技術的に重要な点 私たちが使用しているSiCウェーハ加工用ヒーターは、短波長の赤外線を利用して、必要な場所、つまり抵抗層やウェーハ表面に直接熱を与えます。これにより、キャリアやチャンバーの壁が過度に加熱されることはありません。応答速度は数秒以内で、有効面全体での温度均一性は±0.1℃以内を維持できます。実際、これにより重要な寸法の管理が安定し、リソグラフィー後でも再現性の高いプロファイルが得られます。
このランプ装置は、クラス1~100のクリーンルーム内でも問題なく使用できます。設計上、粒子が発生しないようになっており、密封された光学系によって汚染物質が内部に入ることもありません。5,000時間以上使用しても出力の低下は5%未満なので、24時間365日稼働しても問題ありません。
なぜこれがSiC処理に適しているのか SiCの処理は厳しい条件が求められます。高い熱伝導率、薄い膜、そして許容されるエラー範囲が狭いからです。赤外線加熱では、エネルギーが直接的に伝達されるため、加熱時間が短縮されます。これにより、コーティングと露光の間の待ち時間が短くなり、大きなヒートプレートを使った予熱の必要性もなくなります。
ソフトベイクの場合、ランプによって溶剤が迅速に除去され、表面温度が適切に維持されるため、ウェーハの表面に問題が生じることはありません。ハードベイクやキュアの場合は、抵抗層を架橋させる一方で、下層の層が過度に加熱されることはありません。その結果、処理速度が向上し、プロセスの精度が高まり、不良品の発生も減少します。

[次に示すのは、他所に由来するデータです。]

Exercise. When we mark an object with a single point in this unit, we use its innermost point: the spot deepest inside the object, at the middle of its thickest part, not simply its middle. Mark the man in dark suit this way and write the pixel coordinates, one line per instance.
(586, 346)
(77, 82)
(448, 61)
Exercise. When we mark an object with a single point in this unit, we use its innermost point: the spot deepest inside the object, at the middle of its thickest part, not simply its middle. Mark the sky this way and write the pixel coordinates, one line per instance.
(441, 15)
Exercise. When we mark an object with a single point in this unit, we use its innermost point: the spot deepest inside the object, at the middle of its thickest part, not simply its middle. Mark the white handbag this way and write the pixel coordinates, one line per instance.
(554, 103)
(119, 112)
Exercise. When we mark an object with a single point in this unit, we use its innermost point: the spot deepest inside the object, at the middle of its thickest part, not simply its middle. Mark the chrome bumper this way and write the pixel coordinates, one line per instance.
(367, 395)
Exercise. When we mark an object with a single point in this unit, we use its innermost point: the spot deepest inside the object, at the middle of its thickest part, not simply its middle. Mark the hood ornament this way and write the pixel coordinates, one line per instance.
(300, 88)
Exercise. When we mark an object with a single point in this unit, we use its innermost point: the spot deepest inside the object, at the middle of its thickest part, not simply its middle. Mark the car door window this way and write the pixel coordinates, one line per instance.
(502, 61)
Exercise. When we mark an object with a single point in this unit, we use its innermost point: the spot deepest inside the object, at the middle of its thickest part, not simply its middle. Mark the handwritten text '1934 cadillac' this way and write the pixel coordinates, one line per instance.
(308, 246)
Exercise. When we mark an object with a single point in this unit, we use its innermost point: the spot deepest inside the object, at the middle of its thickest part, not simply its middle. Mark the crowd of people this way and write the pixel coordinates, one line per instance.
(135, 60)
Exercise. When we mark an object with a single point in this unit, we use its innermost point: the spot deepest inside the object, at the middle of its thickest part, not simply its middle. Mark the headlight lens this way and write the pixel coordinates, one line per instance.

事前に知っておくべきこと 設置時には、ウェーハの形状に合わせて光学系の位置やビームプロファイルを正しく調整する必要があります。このランプは150mmおよび200mmのSiCウェーハ用に最適化されています。300mmウェーハを使用する場合は、光学系やゾーン制御を再調整する必要があります。
具体的な抵抗層の構成に合わせて、出力密度や保持時間を調整するためのテストが必要です。一度設定すれば、プロセスは再現可能になりますが、初期の設定作業は必要です。